Se chi mi legge è malato della mia stessa passione, il mese che si apre oggi segnerà un radicale cambiamento del quotidiano. Per quattro settimane le giornate e gli appuntamenti di lavoro e di piacere ruoteranno attorno alla partita dei Mondiali che ci interessa seguire. – “Ci vediamo sabato sera?” – “Certo, dopo la partita.” Lo diremo così, con un tono naturalmente assertivo, e non importa nemmeno dove siamo finiti a vivere, se in Italia o all’estero. Sì, perché la febbre dei Mondiali coglie ovunque nel mondo. In tutta Europa, la patria del calcio assieme al Sud America. Ma anche in Asia, Africa e Nord America, a giudicare almeno dalla copertura senza precedenti che questo evento sportivo attira.

Grazie alla sinergia fra CBC e Sportsnet, gli spettatori canadesi potranno seguire i Mondiali integralmente, con una copertura TV che non ha precedenti nella storia del paese. La TV di Stato canadese, la CBC, trasmetterà col commento in inglese 56 partite sulle 64 totali (molto meglio della RAI italiana, che ha potuto comprare dall’esclusiva Sky Italia appena 25 match, qui l’elenco), mentre Sportsnet trasmetterà i rimanenti 8 incontri, sempre in inglese. Scott Russell, Nigel Reed e Craig Forrest condurranno la trasmissione di punta della CBC, in onda nel primetime serale, con la diretta di una partita (qui trasmessa attorno alle 18 locali, fuso di Toronto) seguita da una differita. L’italo-canadese Andi Petrillo condurrà invece il pomeriggio della rete, in compagnia degli analisti sportivi Reed e Lloyd Barker. La CBC ha inviato due corrispondenti in Brasile, Brenda Irving e David Amber ma userà anche servizi esterni appoggiandosi a Peter Drury, John Helm, Dave Woods, John Roder, Martin Fisher, Gary Bloom, Kevin Keatings e Dan O’Hagan. Le partite avranno il commento in inglese anche sul canale statunitense ABC, che trasmetterà 10 incontri.

Meno imponente la copertura in francese, nonostante sia lingue ufficiale del Canadà: i francofoni dovranno accontentarsi di 18 partite radio-commentate sulla stazione Radio-Canada e, sullo schermo, da parte della rete TVA Sports.
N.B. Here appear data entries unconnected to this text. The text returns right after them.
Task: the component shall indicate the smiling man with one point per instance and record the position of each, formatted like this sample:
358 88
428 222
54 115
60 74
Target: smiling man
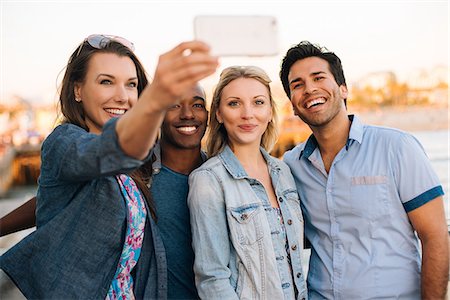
364 191
177 154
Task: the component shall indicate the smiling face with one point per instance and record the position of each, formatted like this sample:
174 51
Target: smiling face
245 111
315 96
108 90
185 123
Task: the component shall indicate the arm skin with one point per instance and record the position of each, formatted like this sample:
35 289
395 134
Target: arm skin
23 217
176 73
431 226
TeleLatino (Rogers 28, 35, 599HD, Bell 700, Shaw Direct 367, 800, Cogeco 18/35)in collaborazione con Univision Canada (Rogers 780, Bell 699, Bell Fibe 867, Vidéotron 248, Shaw 508, MTS 517 )e Mediaset Italia (Rogers 784, Source 505, Bell Fibe 698) trasmetterà tutte le partite col commento in italiano e spagnolo, appoggiandosi anche a Sky Italia. Beppe Bergomi e Fabio Caressa commenteranno dunque anche per il pubblico da Halifax a Vancouver, aiutati da Maurizio Compagnoni, Marco Nosotti, Ilaria d’Amico, Zvinimir Boban e Massimo Mauro.

Sul versante spagnolo, i principali commentatori e telecronisti saranno Pablo Ramirez e Jesús Bracamontes, coadiuvati dall’argentino Diego Balado, il messicano Enrique “El Perro” Bermúdez, Félix “El Gato” Fernández, Jorge Pérez Navarro, José Luis López Salido e Luis Omar Tapia.

Una copertura così completa e capillare, in quattro lingue, fa capire quanto il pallone a scacchi piaccia nell’America al Nord del Confine, e non soltanto grazie a un’immigrazione di giovani e giovanissimi che viene da pesi calcisticamente maturi. I canadesi, in generale, sono un popolo che ama gli sport di squadra ed è attirata da qualuque evento che si tenga all’aperto. Mancando la nazionale della Foglia d’Acero, ognuno si sceglierà una squadra del cuore, e fra le strade di Toronto, Ottawa, Montreal e Vancouver è già possibile vedere le bandiere di tutte e 32 le squadre finaliste sventolare dalle finestre o dai tetti delle macchine: che i Mondiali inizino, i canadesi sono pronti.

P.S. se preferite il commento in tedesco, le partite si possono vedere in chiaro anche sulla TV pubblica della Cancelliera Merkel.